DATO 6: Nel pianificare un’operazione, si enumerano le linee di azione del nemico e le si confronta con le proprie. Si opta per ciò che dà maggiore possibilità di successo e minori rischi. 
DATO 7: L’operazione era “coordinata” dalla Procura di Verona, atteso che si trattava di eseguire un provvedimento giudiziario su persone che avevano manifestato intenzioni violente. Il Procuratore Capo pare fosse sul terreno, unitamente ai vertici locali dell’Arma a livello provinciale. 
DATO 8: L’Autorità Giudiziaria può chiedere di compiere un intervento, e imporre all’organo tecnico di polizia di non usare questo o quel materiale, ma non può disporre quale procedura tattica d’azione impiegare. Carabinieri e poliziotti sono comandati dai rispettivi superiori gerarchici. Se l’A. G. avanza delle richieste/limitazioni, esiste pur sempre un contraddittorio. In sintesi: il Procuratore può vietare d’impiegare i lacrimogeni o le flash-bang-bombs, ma il Comandante della forza di polizia ha la prerogativa di poter (dover?) informare che le limitazioni imposte rendono più difficoltosa/rischiosa o addirittura impossibile l’esecuzione della missione, indicando i pericoli, soprattutto per l’incolumità del proprio personale e della parte contrapposta. Facendo eventualmente verbalizzare il tutto, comprese le disposizioni impartitegli da chicchessia (Superiori, Magistrati, Autorità politiche e di governo, nazionale e locale) che non condivide, a futura memoria e a propria tutela. Il nastro – quando ci son dei morti – non si riavvolge col tasto REWIND, quindi è saggio adottare precauzioni. I morti causano processi: meglio avere qualche carta in mano, per non dover pagare i danni.  
DATO 9: Considerato il numero di feriti, vi era molto personale operante addossato all’obbiettivo, compreso sul tetto. Evidente che si volesse irrompere con azione fulminea. Opzione sostanzialmente incompatibile alla linea d’azione prospettata dall’avversario, che aveva dichiarato di voler provocare un’esplosione catastrofica. 
DATO 10: Il dispositivo operante prevedeva Aliquota Intervento Operativo (API) e Squadra Operativa di Supporto (SOS) dell’Arma e UOPI della Polizia di Stato. Si tratta di unità che ricevono un addestramento “dedicato”, ancorchè non all’altezza di G.I.S. e N.O.C.S.. Non so se le procedure fossero compatibili e se fosse stata svolta adeguata attività addestrativa congiunta, necessaria per intervento che da condurre in tempi ristrettissimi, per neutralizzare i Ramponi prima che dessero “fuoco alle polveri”. 
DATO 11: Due dei Caduti hanno 56 anni, oggettivamente troppi per essere la “punta di lancia” di un’operazione speciale di polizia.

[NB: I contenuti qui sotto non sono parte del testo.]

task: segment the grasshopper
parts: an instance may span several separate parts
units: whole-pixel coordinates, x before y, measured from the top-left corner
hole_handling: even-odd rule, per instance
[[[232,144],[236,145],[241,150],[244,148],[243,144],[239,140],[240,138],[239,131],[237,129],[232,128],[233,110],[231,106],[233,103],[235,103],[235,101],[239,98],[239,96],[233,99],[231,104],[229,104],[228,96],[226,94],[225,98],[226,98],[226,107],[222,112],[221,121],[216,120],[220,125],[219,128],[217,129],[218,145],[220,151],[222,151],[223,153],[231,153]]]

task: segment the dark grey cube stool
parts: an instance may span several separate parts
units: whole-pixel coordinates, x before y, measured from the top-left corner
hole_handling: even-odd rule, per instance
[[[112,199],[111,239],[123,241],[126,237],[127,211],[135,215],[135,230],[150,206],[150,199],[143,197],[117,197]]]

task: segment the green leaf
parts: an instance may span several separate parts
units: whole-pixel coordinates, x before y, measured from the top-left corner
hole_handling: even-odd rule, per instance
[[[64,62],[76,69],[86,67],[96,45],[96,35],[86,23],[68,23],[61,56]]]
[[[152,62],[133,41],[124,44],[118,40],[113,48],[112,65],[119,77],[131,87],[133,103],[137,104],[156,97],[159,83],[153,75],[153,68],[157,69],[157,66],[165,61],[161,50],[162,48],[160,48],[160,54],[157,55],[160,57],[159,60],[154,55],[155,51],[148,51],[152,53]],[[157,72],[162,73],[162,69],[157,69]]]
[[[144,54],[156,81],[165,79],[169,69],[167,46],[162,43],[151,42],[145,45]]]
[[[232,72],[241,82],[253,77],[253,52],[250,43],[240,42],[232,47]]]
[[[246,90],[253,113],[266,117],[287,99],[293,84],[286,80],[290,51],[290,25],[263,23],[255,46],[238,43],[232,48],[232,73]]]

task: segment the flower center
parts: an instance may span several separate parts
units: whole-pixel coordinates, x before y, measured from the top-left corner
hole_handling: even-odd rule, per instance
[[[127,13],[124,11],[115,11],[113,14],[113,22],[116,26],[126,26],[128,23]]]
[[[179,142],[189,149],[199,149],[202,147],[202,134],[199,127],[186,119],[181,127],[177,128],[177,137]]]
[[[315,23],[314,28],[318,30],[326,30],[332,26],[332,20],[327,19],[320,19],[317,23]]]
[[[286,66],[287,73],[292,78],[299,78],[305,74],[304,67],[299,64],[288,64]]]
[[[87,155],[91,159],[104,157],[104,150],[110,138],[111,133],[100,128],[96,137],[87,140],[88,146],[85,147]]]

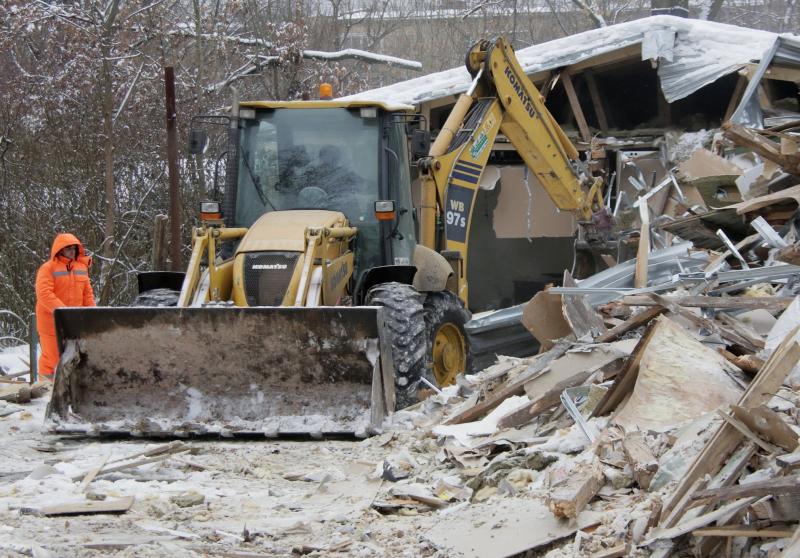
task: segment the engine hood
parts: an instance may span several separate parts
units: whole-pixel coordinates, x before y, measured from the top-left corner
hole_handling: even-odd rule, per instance
[[[302,252],[307,228],[341,227],[347,218],[339,211],[299,209],[262,215],[244,235],[237,254],[281,250]]]

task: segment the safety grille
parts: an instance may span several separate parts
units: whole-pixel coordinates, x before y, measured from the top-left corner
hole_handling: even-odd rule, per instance
[[[251,252],[244,256],[248,306],[280,306],[300,252]]]

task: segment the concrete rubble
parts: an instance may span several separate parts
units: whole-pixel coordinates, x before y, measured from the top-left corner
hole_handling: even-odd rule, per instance
[[[15,379],[26,352],[0,361],[0,554],[800,556],[800,167],[781,134],[727,127],[638,184],[613,208],[632,257],[523,309],[539,354],[363,441],[57,437],[47,386]]]

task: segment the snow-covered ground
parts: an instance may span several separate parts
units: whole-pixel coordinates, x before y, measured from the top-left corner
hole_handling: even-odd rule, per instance
[[[28,345],[0,349],[0,374],[13,376],[27,371],[29,358]],[[25,376],[19,376],[19,378],[27,380],[28,376],[26,374]]]
[[[0,418],[2,556],[285,556],[293,547],[317,548],[318,555],[436,553],[425,540],[436,512],[384,516],[370,509],[386,482],[376,469],[400,438],[420,449],[429,449],[430,439],[402,432],[363,441],[186,441],[188,453],[100,476],[82,491],[92,468],[166,442],[43,433],[46,404],[46,397],[0,403],[0,415],[17,411]],[[135,501],[121,515],[36,514],[126,496]]]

Veniamo al dunque: la dinamica – al di là del valore e del coraggio degli operanti – ci dice che l’intervento sia fallito, per cui ove l’addestramento propedeutico generico e specifico fosse stato condotto, due sono le possibilità:
non è stato sufficiente; 
la tattica scelta non era praticabile. 

Difficile comunque spiegare perché sia stata scelta una linea operativa che cozzava frontalmente con quella della parte avversa. Posso solo azzardare scenari, son certo che l’Autorità Giudiziaria veronese, e la Procura competente a giudicare sul comportamento dei magistrati di Verona, abbiano i mezzi per risolvere il rebus.

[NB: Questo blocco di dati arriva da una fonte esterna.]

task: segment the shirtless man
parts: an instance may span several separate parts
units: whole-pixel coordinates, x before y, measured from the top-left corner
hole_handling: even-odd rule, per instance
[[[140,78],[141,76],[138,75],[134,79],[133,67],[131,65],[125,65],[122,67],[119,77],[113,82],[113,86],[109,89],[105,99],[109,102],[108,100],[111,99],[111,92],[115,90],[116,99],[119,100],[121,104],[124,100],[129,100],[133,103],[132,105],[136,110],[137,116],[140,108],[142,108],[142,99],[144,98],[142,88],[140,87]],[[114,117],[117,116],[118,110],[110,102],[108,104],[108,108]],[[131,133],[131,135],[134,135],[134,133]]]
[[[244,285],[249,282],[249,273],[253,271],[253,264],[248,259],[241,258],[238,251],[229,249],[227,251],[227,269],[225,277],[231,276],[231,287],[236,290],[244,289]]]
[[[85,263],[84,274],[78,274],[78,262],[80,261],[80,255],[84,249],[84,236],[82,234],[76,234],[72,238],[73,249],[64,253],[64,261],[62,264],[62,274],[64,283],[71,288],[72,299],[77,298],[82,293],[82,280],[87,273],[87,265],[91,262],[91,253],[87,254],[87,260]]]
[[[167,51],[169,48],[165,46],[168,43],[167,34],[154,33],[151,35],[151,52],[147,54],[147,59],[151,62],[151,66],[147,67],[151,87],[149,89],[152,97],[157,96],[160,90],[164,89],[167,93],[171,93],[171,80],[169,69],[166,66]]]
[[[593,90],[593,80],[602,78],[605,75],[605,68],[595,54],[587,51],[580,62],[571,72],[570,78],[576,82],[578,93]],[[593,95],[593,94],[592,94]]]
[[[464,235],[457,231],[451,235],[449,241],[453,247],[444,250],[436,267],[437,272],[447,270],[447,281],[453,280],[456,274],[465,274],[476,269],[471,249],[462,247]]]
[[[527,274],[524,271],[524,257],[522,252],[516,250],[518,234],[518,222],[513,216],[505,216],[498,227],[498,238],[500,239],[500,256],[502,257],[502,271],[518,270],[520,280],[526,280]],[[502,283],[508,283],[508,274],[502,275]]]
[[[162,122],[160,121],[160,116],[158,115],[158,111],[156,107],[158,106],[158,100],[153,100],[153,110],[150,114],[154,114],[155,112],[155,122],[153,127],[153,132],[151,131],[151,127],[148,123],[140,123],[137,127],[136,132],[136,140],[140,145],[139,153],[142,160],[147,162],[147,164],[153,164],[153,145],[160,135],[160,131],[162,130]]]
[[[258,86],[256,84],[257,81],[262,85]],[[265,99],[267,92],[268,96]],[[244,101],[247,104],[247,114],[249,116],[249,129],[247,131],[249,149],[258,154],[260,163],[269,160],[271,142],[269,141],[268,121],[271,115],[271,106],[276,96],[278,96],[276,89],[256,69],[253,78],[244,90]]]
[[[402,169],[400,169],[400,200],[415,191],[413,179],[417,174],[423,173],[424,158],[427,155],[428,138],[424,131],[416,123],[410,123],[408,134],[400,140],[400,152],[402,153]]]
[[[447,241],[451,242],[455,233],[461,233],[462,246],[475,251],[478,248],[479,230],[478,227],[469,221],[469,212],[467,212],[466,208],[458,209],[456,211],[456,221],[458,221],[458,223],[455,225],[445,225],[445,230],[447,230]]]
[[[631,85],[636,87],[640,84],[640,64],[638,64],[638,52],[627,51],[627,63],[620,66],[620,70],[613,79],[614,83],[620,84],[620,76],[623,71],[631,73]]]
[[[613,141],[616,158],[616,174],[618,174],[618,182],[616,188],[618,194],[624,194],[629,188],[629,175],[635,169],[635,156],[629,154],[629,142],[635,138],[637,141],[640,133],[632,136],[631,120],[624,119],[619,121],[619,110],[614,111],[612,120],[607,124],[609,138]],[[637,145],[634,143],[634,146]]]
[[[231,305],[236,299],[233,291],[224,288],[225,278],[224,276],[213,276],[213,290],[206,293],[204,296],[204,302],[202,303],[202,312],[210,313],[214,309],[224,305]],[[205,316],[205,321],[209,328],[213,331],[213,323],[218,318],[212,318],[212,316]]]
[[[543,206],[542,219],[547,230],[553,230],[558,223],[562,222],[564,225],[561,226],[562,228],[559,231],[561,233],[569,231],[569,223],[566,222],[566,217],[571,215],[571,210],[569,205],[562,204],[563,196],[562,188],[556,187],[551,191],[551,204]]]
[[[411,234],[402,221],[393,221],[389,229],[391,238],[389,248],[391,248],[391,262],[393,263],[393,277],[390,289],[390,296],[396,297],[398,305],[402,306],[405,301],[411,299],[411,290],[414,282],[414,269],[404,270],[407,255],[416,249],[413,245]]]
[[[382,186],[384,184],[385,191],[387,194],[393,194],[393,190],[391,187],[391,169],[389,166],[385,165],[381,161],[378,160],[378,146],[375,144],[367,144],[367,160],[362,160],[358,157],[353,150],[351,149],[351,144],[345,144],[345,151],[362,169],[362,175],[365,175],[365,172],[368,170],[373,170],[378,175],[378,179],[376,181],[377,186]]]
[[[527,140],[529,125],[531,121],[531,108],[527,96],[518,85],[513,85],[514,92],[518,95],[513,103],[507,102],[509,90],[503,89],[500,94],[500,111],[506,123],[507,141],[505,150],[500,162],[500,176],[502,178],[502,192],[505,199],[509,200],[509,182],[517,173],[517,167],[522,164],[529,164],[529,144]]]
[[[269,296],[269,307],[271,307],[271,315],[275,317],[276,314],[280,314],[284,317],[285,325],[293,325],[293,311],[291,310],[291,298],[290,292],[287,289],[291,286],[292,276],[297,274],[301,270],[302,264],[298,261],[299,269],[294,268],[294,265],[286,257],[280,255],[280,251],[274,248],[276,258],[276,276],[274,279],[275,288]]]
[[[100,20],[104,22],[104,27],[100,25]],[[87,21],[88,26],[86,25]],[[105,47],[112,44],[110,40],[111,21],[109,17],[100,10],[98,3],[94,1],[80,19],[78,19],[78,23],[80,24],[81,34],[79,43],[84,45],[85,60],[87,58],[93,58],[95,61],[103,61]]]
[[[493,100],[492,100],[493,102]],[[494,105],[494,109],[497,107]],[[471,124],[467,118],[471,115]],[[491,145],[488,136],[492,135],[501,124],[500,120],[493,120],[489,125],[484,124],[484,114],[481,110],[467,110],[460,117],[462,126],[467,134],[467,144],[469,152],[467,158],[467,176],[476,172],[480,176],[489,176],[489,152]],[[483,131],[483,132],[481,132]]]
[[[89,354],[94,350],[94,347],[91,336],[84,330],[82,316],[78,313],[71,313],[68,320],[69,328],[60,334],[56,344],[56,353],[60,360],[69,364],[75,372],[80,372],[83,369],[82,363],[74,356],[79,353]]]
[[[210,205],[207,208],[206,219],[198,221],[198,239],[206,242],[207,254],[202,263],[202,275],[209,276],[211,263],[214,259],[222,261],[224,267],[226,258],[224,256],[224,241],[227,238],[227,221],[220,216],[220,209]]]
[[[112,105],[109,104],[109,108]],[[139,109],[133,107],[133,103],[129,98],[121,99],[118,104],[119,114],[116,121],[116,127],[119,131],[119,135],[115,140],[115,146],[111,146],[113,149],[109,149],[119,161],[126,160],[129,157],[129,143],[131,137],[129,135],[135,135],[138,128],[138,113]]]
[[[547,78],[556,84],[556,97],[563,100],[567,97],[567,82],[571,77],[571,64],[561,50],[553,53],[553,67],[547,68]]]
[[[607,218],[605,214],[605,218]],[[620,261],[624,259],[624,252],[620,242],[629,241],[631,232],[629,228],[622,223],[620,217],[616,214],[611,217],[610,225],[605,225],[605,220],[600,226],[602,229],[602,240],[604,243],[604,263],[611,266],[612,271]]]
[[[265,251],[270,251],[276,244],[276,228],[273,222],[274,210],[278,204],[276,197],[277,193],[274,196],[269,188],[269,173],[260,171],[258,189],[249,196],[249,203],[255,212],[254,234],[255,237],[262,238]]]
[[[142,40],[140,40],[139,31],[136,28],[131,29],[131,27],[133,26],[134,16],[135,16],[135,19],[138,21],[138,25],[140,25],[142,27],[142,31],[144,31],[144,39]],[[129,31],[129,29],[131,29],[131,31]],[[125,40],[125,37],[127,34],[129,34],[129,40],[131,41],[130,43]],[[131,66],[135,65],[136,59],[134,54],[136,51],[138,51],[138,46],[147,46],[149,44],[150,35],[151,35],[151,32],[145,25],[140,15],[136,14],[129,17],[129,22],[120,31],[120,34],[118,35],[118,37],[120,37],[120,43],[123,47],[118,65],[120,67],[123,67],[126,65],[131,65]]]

Ipotesi 1: Magistratura e/o organo tecnico di polizia non hanno ritenuto credibile che i Ramponi avrebbero tentato d’immolarsi in stile Pietro Micca all’assedio di Torino del 1706. In questo caso chi (sarà l’Autorità Giudiziaria a chiarirlo) “non l’ha ritenuto possibile” ha commesso consapevole azzardo (in bilico fra dolo eventuale e colpa cosciente). Che in un’operazione bellica o di polizia non è per forza negativo: vi son alcune situazioni in cui è scelta obbligata. Questa “convinzione” peraltro confligge con il non aver voluto impiegare artifizi che avrebbero potuto far detonare GPL e benzina. Come a dire che la concretizzazione della minaccia era o meno credibile in base alla convenienza argomentativa.

Ipotesi 2: Pur reputando possibile che i tre avrebbero concretizzato la minaccia, si è puntato sulla rapidità d’esecuzione per scongiurare “gesti insani”. Il motivo resta difficile da concepire: sottovalutazione dell’avversario? Sopravvalutazione delle proprie forze? Desiderio di non confliggere fra Autorità responsabili con diversi punti di vista?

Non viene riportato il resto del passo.